The SA Transport Workers Union says the strike action by the bus sector is not only about wages, but better working conditions and transformation. Photo: Simphiwe Mbokazi
Johannesburg - Business bodies and economists have warned that today’s strike by South Africa’s bus drivers could have far-reaching implications for the country.

The groups said the country’s economy was too fragile to withstand prolonged industrial action.

The South African Chamber of Commerce and Industry said a standstill in production would have a direct effect on the economy.
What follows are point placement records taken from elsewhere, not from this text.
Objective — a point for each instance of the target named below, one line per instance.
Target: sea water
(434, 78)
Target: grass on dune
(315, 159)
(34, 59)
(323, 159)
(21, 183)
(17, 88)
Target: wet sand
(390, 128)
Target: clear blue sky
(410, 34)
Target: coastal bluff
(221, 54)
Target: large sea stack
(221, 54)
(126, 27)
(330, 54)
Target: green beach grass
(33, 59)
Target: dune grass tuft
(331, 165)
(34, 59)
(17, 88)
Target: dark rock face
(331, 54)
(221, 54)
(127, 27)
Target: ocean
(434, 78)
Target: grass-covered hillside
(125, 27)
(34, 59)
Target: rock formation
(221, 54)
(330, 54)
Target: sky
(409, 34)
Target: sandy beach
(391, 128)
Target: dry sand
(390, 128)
Chief executive Alan Mukoki said a strike would drown the country’s already depressed economy and business confidence index.

Mukoki said this would affect investment prospects that have already been crippled by last week’s downgrading of the country’s credit rating to junk by two rating agencies. “We as businesses are never happy at all when there are strikes,” said Mukoki.
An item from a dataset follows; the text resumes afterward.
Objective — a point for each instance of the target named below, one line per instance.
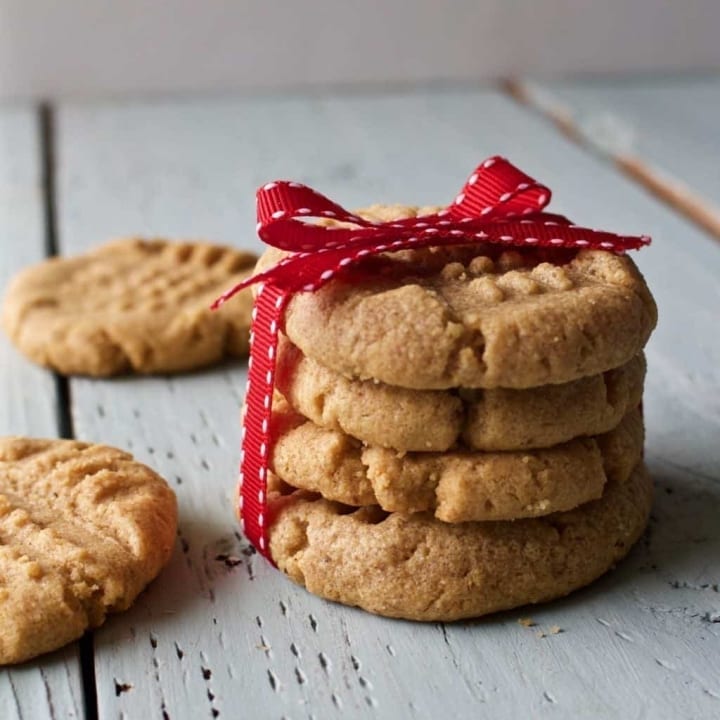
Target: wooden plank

Public Utility Transport Corporation (Putco) has made a statement to inform its passengers that the intended strike is beyond the control of Putco as a company and that there would be disruption of the bus service from the date mentioned until the strike is called off by unions.

The strike, which would see thousands of bus drivers downing tools, comes in the wake of collapsed negotiations between unions and employers.

Yesterday, the National Union of Metalworkers of South Africa (Numsa) and the SA Transport Workers Union (Satawu) said they expected thousands of their members to embark on a strike.

Numsa said talks broke down after bus companies failed to return to the negotiation table to consider the demands of the drivers to avoid the national strike.

Spokesperson Phakamile Hlubi said seven thousand Numsa members in the transportation sector were expected to join the strike.

Read also: Bus dispute not only about wages

Hlubi said the strike, which would involve 16 trade unions in the sector, would result in a complete shutdown of all bus services.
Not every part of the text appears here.